My son gave me a giant zucchino (Italian, singular for zucchini) from his vegetable garden. (in Italian there’s one word for vegetable garden orto and another for the more formal kinds of flower garden or  park –  giardino.)

So I have this giant green zucchino staring at me telling me to hurry up and use it while it still is turgid before surrendering to age. I know where it came from – in a vegetable garden overlooking a cliff.  Hidden under a leaf until it got too big and was discovered by my son.

So now what shall I do with this giant zucchino? Guess I’ll have to make my  zucchini carrot coconut chocolate cake. Could make vegetable soup, but that would last me for a week at which point I would be tired of vegetable soup.

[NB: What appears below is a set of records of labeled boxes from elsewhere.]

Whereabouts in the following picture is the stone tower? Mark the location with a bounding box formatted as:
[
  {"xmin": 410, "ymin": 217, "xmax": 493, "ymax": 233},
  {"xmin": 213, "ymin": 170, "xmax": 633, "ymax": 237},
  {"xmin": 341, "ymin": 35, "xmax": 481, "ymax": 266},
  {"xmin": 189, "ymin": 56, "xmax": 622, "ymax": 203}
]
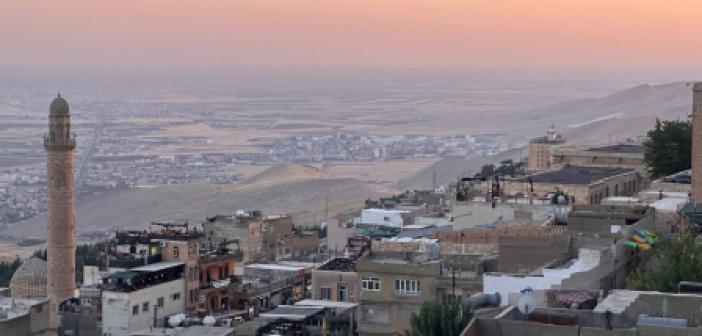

I have some flour – Manitoba flour, known also as American flour. I used to wonder why my baked breads didn’t rise properly. The fault of the Italian flour, my friend Margaret said. Use Manitoba. And that worked fine. I have eggs and sugar and oil, and grated coconut and, somewhere in my pantry, there’s a box of cocoa. Come on, lady, get your energy up, there’s David, who can’t wait to have another chocolate zucchini cake. And maybe Svetlana in her shop around the corner. She did give me some of her strudel with apricot jam. I do need some carrots though and since it’s not market day, I go to the lady at one end of the piazza – carrots, a bunch with their greenery still on.  Be sure they’re fresh, I tell her. That onion you gave me the other day was already past its prime. So back home, chop up zucchini. Chop up two carrots. Mix oil and sugar and eggs. Stir in the flour and Royal (that’s what the Italians call baking powder). And then it’s time to add the chocolate. But suddenly, when I get around to opening the cocoa box, it is practically empty.  Was so sure I had all I needed. Guess I’ll just have to make do. Add a bit more flour, a bit of brown sugar, and in the end the cake was even  better than its predecessors.

Making do. Being flexible. Isn’t that  what we always do? We start, thinking we have all we need. Thinking we know where we are going.  But along the way, we’ll always find that we have to make do.

4 thoughts on “The Zucchino

  1. Great story and I agree. It sounds like me, making do with what I have. How wonderful that the end result was even better!